The Wine Trip

Our ride

It was a day spent on a school bus that took us from winery to winery somewhere in Missouri. At each stop, we would pile off of the bus and spread out blankets. We would kick off our shoes and arrange snacks while bottles were purchased and glasses were filled.

At the first stop, we watched a polka band and dancers in traditional German clothing before heading up to the hillside of the winery. We joined hundreds of other people who climbed about on the steep hill while balancing wine in one hand and fancy cheese in the other. We passed around tupperware containers full of olives, nuts, and crackers while we people-watched, caught up with friends we had seen the night before and friends we hadn’t seen in a year. We drank the wines and laughed and made congratulatory toasts while we clung to a hill that seemed determined to throw us off of it.

The second stop was a hokey old-west town full of tiny plastic cups of beer, resort guests who weren’t ready for our arrival, and a dropped Oreo that lead us to our new motto in life: “It’s in the past. Just leave it in the olden-times.”

At the last stop we watched the sun set over the fields of grapevines. Our loud conversations turned soft as the sky turned from blue to pink to orange and the sun disappeared behind the leaves.
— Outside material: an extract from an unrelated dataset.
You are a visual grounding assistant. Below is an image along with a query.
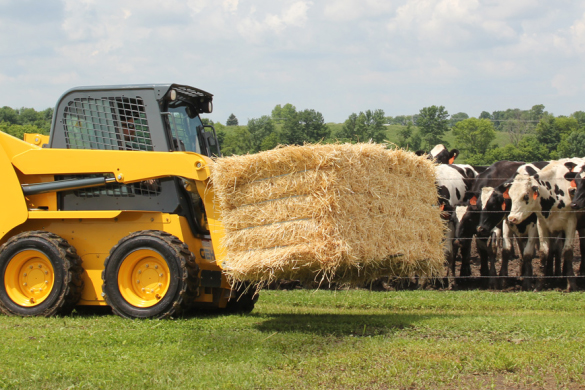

We gathered the blankets and climbed back on the yellow bus, headed for a house that would greet us with more food and coffee in an effort to sober us up.

There would be drunken arguments about music and sloppy declarations of love and hate and even death. There would be blueberry pancakes and Advil and more beer the next day. But as we drove away from the winery nestled in soft rolling hills, there was contentment. Another successful wine trip. Another Dionysian celebration, enveloped in the All-American tradition of a road trip.

The wine in our travel case would be shunned by our friends who considered themselves serious-wine drinkers. But home alone, on the occasional weeknight, we would open a bottle and pour it generously into the food we were preparing. We would eat and drink a glass of the wine and look at each other with knowing smiles. The bottle was full of sunsets and laughter. And while our tongues couldn’t taste it, our hearts knew it was there.